Cropsey is an unincorporated community in McLean County, Illinois, United States. It was named for a Civil War colonel in the Union Army.

==History==

===Founding of Cropsey===

Cropsey was laid out 8 October 1880 by Henry L. Terpening (13 April 1836 – 11 August 1919). and Ira C. Pratt (12 January 1832 – 14 April 1917). Pratt was a native of Vermont who had been trained as a blacksmith and Wagon-maker. He came to Illinois in 1855, settling first at Morton in Tazewell County. In 1867 he purchased land in Belle Prairie Township, Livingston County, just north of Cropsey. In 1882 he began buying tile to drain his farmland and then decided to manufacture his own tile in Cropsey. In 1883 he built a large house on the west side of the town of Cropsey. Terpening, whose name was sometimes spelled, Henry L. Terpenning, was a native of New York who had been a farmer in Cropsey Township. He was a justice of the peace and represented McLean County in the Illinois State Legislature in the 36th and 37th general assemblies during the early 1890s. About 1892 he moved to Vermilion County. Before the town of Cropsey was established, there had been several efforts to attract a railroad to Cropsey Township. In October 1869 the township had voted $60,000 in bonds, with an additional $15,000 to be added if a station was established in the township. The money was to have helped finance the Decatur and East St. Louis Railroad. This effort failed. This railroad passed north of the township. A second chance came in 1880 with the Clinton, Bloomington and Northeastern Railroad. A number of local people donated money and land to attract the railroad to Cropsey Township. The town of Cropsey was laid out at the same time as other new towns on this railroad including Anchor, Colfax, and Cooksville. The first trains from Kankakee came on 4 July 1880, but it was another two years before tracks were completed to Bloomington. This railroad soon became part of the Illinois Central system. Cropsey Township, from which the new town took its name, was named in honor of Andrew J. Cropsey who was a Civil War officer member of the Illinois Legislature in the 1860s.

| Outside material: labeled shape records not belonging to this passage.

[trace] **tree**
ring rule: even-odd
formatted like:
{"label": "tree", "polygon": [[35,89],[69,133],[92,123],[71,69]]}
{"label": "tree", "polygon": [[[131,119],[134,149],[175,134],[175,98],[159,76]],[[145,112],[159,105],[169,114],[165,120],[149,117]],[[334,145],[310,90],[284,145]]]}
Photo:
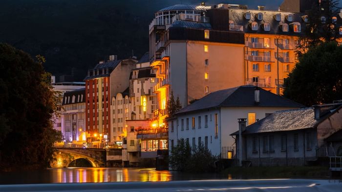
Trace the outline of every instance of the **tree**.
{"label": "tree", "polygon": [[0,170],[46,168],[62,138],[50,120],[58,98],[43,58],[0,43]]}
{"label": "tree", "polygon": [[337,0],[322,0],[320,3],[314,3],[312,8],[307,11],[308,23],[305,35],[300,38],[300,43],[296,51],[299,56],[322,42],[338,40],[339,28],[336,26],[336,21],[332,19],[333,17],[339,17],[338,4]]}
{"label": "tree", "polygon": [[191,148],[184,139],[178,140],[178,144],[171,150],[169,157],[170,166],[173,170],[186,171],[191,157]]}
{"label": "tree", "polygon": [[341,55],[334,41],[310,48],[285,81],[284,96],[308,106],[342,99]]}

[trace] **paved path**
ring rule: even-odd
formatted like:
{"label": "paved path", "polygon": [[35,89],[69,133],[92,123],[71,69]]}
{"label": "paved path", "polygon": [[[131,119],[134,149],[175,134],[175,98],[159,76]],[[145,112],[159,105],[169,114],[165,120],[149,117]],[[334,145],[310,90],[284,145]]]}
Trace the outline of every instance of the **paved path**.
{"label": "paved path", "polygon": [[0,192],[342,192],[338,180],[261,179],[0,185]]}

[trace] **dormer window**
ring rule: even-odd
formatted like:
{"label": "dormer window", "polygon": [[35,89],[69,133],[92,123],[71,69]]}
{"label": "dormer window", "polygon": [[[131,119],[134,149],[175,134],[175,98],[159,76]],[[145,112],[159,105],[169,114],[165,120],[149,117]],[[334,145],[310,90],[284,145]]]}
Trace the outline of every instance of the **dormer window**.
{"label": "dormer window", "polygon": [[252,22],[251,26],[252,30],[253,31],[257,31],[257,23],[256,21]]}
{"label": "dormer window", "polygon": [[264,26],[264,31],[270,31],[271,30],[270,23],[264,23],[263,25]]}
{"label": "dormer window", "polygon": [[322,16],[321,17],[321,21],[322,22],[322,23],[325,23],[325,21],[326,21],[326,18],[325,18],[325,17],[324,16]]}
{"label": "dormer window", "polygon": [[337,21],[337,18],[336,17],[333,17],[332,18],[331,18],[331,19],[333,20],[333,22],[335,22]]}
{"label": "dormer window", "polygon": [[243,17],[244,17],[246,19],[251,19],[251,12],[246,12],[246,13],[244,13]]}
{"label": "dormer window", "polygon": [[307,15],[301,16],[301,19],[302,19],[304,22],[306,23],[309,22],[309,17]]}
{"label": "dormer window", "polygon": [[300,23],[298,22],[294,22],[290,24],[293,28],[293,32],[295,33],[300,33]]}
{"label": "dormer window", "polygon": [[285,17],[288,21],[290,22],[293,21],[293,15],[289,14]]}
{"label": "dormer window", "polygon": [[262,20],[262,13],[259,13],[256,14],[256,17],[259,20]]}
{"label": "dormer window", "polygon": [[289,25],[286,23],[283,23],[279,25],[283,32],[289,31]]}
{"label": "dormer window", "polygon": [[274,19],[277,21],[280,21],[281,20],[281,15],[280,13],[277,14],[274,16]]}

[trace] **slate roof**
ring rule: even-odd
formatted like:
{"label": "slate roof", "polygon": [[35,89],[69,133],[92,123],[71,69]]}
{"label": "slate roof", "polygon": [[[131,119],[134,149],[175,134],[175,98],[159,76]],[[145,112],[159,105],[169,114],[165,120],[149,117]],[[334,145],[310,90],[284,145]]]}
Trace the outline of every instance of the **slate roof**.
{"label": "slate roof", "polygon": [[185,4],[175,4],[173,5],[171,5],[167,7],[164,8],[158,11],[157,12],[159,12],[160,11],[174,11],[174,10],[201,10],[205,11],[208,9],[210,9],[212,8],[211,6],[202,6],[202,5],[185,5]]}
{"label": "slate roof", "polygon": [[[251,13],[250,19],[247,19],[245,18],[243,14],[246,12]],[[262,13],[262,20],[258,20],[256,19],[256,16],[258,13]],[[278,13],[280,14],[281,16],[281,19],[279,21],[277,21],[274,16]],[[285,16],[289,14],[293,15],[293,21],[288,21],[285,19]],[[305,30],[306,23],[304,22],[304,20],[301,18],[301,16],[305,15],[305,14],[302,13],[231,8],[229,9],[229,19],[234,21],[235,25],[243,26],[243,31],[246,33],[300,36],[304,35]],[[258,23],[258,30],[256,31],[253,31],[251,28],[250,23],[253,21],[256,21]],[[300,33],[295,33],[293,32],[293,29],[291,28],[290,24],[294,22],[298,22],[300,23]],[[270,23],[270,31],[265,31],[261,26],[262,24],[265,22]],[[289,25],[288,32],[284,32],[282,31],[279,26],[279,25],[281,23],[287,23]]]}
{"label": "slate roof", "polygon": [[297,102],[260,88],[260,102],[256,103],[254,92],[256,87],[252,85],[244,85],[213,92],[181,109],[176,114],[219,107],[304,107]]}
{"label": "slate roof", "polygon": [[[75,102],[73,103],[72,102],[73,96],[75,96]],[[64,93],[62,105],[85,102],[86,102],[86,88],[82,88]]]}
{"label": "slate roof", "polygon": [[197,22],[187,20],[177,20],[173,22],[170,27],[179,27],[192,29],[211,29],[209,23]]}
{"label": "slate roof", "polygon": [[149,52],[145,53],[145,54],[138,61],[138,63],[143,63],[150,62],[150,56]]}

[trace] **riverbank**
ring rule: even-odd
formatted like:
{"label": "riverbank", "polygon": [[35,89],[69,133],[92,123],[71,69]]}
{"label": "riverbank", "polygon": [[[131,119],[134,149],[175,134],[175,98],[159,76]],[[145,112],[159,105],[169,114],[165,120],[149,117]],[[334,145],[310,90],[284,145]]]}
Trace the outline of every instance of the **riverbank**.
{"label": "riverbank", "polygon": [[223,174],[234,175],[235,178],[328,178],[329,168],[320,166],[231,167],[222,172]]}

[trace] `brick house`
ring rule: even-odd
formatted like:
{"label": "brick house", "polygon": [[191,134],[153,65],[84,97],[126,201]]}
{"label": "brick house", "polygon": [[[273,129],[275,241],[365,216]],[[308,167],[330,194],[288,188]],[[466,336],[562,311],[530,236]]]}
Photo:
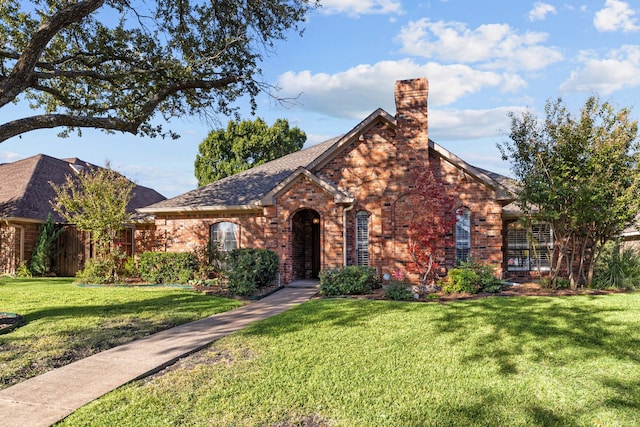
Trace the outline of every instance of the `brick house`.
{"label": "brick house", "polygon": [[[511,180],[429,139],[427,94],[425,78],[397,81],[395,117],[377,109],[342,136],[139,212],[155,216],[161,250],[189,251],[208,239],[225,250],[271,249],[285,284],[344,265],[385,274],[409,261],[407,228],[416,211],[409,193],[416,172],[430,168],[456,188],[447,266],[472,258],[498,274],[528,275],[546,261],[516,223]],[[550,239],[548,230],[538,232]]]}
{"label": "brick house", "polygon": [[[92,256],[90,241],[86,233],[65,224],[64,219],[53,211],[50,201],[54,199],[55,191],[50,182],[61,185],[67,175],[74,176],[88,168],[98,167],[76,158],[56,159],[44,154],[0,164],[0,274],[15,274],[22,263],[31,259],[40,225],[49,213],[64,227],[57,241],[54,271],[59,276],[73,276],[83,268],[84,261]],[[161,200],[165,197],[157,191],[136,185],[127,210],[135,213],[136,208]],[[128,224],[121,236],[124,249],[133,254],[134,235],[148,227],[143,221]]]}

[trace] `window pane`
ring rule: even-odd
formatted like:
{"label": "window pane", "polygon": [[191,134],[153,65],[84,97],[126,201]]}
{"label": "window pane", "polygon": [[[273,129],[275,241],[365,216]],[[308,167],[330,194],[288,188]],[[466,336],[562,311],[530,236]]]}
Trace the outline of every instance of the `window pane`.
{"label": "window pane", "polygon": [[369,214],[356,214],[356,264],[369,265]]}
{"label": "window pane", "polygon": [[238,248],[238,225],[232,222],[218,222],[211,226],[211,241],[221,251]]}
{"label": "window pane", "polygon": [[469,260],[471,255],[471,211],[456,211],[456,263]]}
{"label": "window pane", "polygon": [[553,233],[548,223],[534,223],[531,230],[518,223],[507,229],[507,270],[548,271],[551,268]]}

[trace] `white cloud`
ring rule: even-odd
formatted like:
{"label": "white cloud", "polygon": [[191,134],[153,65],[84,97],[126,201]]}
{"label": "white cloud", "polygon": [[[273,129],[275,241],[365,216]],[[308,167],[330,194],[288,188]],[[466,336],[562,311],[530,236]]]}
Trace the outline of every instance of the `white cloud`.
{"label": "white cloud", "polygon": [[410,22],[397,40],[401,52],[445,62],[475,63],[484,69],[540,70],[560,61],[558,49],[541,45],[548,34],[517,34],[507,24],[485,24],[470,29],[461,22]]}
{"label": "white cloud", "polygon": [[629,3],[620,0],[607,0],[604,9],[596,12],[593,25],[600,32],[624,31],[625,33],[638,31],[640,26],[635,17],[637,11],[631,9]]}
{"label": "white cloud", "polygon": [[429,136],[435,141],[495,137],[509,129],[509,112],[523,107],[497,107],[488,110],[429,110]]}
{"label": "white cloud", "polygon": [[289,71],[280,76],[280,96],[300,95],[305,111],[327,116],[362,119],[377,107],[395,112],[396,80],[429,78],[429,105],[449,105],[460,98],[491,88],[515,92],[526,86],[518,76],[473,69],[467,65],[417,64],[410,59],[358,65],[335,74]]}
{"label": "white cloud", "polygon": [[640,87],[640,45],[626,45],[599,58],[592,51],[580,56],[584,67],[562,83],[563,92],[599,92],[607,95],[620,89]]}
{"label": "white cloud", "polygon": [[529,11],[529,21],[542,21],[548,14],[556,14],[556,8],[548,3],[536,2]]}
{"label": "white cloud", "polygon": [[321,0],[320,12],[327,15],[344,13],[349,16],[400,14],[399,0]]}
{"label": "white cloud", "polygon": [[13,153],[11,151],[0,151],[0,163],[13,163],[18,160],[25,159],[27,156],[22,154]]}

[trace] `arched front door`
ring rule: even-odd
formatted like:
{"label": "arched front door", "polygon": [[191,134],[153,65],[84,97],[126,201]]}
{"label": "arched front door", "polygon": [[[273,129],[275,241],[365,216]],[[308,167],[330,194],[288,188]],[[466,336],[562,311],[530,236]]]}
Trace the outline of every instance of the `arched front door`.
{"label": "arched front door", "polygon": [[320,273],[320,214],[313,209],[296,212],[291,219],[291,229],[293,280],[317,278]]}

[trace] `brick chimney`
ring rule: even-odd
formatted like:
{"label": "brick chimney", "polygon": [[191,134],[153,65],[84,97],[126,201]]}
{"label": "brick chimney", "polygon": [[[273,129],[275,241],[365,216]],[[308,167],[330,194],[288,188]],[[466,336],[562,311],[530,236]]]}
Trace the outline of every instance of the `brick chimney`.
{"label": "brick chimney", "polygon": [[408,169],[429,161],[428,93],[429,82],[424,77],[396,81],[398,160],[408,162],[405,163]]}

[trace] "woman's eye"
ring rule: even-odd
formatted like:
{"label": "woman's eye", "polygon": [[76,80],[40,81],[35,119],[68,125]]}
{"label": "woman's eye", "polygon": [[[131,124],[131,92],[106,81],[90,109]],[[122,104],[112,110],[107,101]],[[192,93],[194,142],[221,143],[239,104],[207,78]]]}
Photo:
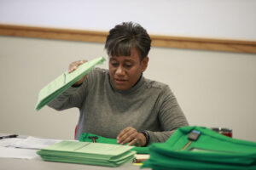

===Design and Development of Cropsey===

The original town of Cropsey had only about fifty lots. Southeast of the diagonal railroad was an enlarged railroad ground where its normal one hundred foot right-of-way was extended an additional seventy-five feet in width. On this side, Main Street ran parallel to the tracks with eleven lots facing the street. The depot and one grain elevator were northwest of the tracks and the early stockyard and another elevator southeast. Other lots were scattered along Yates Street, Locust Street, East Street, and Belle Prairie Street. By 1895 only a few businesses had settled in the town. Seth R. Alford operated the Alford House Hotel and also dealt in livery and feed. H. L. Barns ran a bank, served as notary public, and also dealt in livestock and grain. E. W. Crum had a blacksmith and wheelwright shop and sold drain tile. There were two other stores. Meeker brothers handled groceries, dry goods and hardware. L. W. Alford and Brother sold dry goods, notions, hats, caps, boots, shoes and queensware; they also repaired harnesses. Most of these businesses faced Main Street Since that time Cropsey has remained a very small place.